The United States, though supportive of this international precedent, has failed to adopt its premise. Some policy makers perceive it as constricting U.S. foreign policy, but ratifying it would do quite the opposite. The Law of the Sea would expand U.S. policy by guaranteeing rights to the rich energy resource and mineral deposits contained within the North American continental shelf.
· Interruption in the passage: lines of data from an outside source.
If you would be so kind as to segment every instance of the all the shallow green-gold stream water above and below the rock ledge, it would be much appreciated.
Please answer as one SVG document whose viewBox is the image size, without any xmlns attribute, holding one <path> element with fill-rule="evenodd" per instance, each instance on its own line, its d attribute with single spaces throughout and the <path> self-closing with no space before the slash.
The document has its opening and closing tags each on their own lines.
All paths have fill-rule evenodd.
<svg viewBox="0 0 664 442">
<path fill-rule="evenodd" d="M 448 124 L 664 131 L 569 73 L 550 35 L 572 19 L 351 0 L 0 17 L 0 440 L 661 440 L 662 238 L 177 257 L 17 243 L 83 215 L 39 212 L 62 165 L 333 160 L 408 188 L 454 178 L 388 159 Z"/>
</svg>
Much has already been written about how our failure to ratify the Convention prevents us from reaping billions of dollars from the rights to oil, natural gas and rare earth mineral resources in our extended continental shelf (indeed, puzzling considering our country’s current financial situation). What is left unsaid, however, is how we continually strain our credibility with allies who wish to work with us, despite our failure to ratify the Convention. This tension plays out every day at the International Maritime Organization, where the United States must gain global support to fight piracy, and keep our sea lanes safe and our waters clean
Vlasic’s main point is that the Law of the Sea would greatly aid the U.S.’s legal stance in fighting pirates, specifically around the horn of Africa and Gulf of Aden. Security is the focus in this, but energy is the subtle undertone throughout as that’s what needs securing. Rigs and U.S. bound tankers can be protected by the Law, as laid out below:
The Convention removes all ambiguity. It specifically spells out criminal laws and jurisdiction throughout world’s oceans. It locks-in freedom of navigation, asserting that no state may subject any part of the high seas to its sovereignty. It gives every state the right to sail ships flying its flag on the high seas, conduct military exercises, fight illicit drug trafficking, and gather intelligence — all essential to our national defense. For these reasons, our military commanders have long advocated for its ratification.
Better than a good insurance policy one could take out for their oil tanker, the Convention of the Law of the Sea would protect U.S. interests, and clarify the reach of international law on the High Seas. This is important in light of increased tensions between Iran and the U.S., especially those centered around the Strait of Hormuz.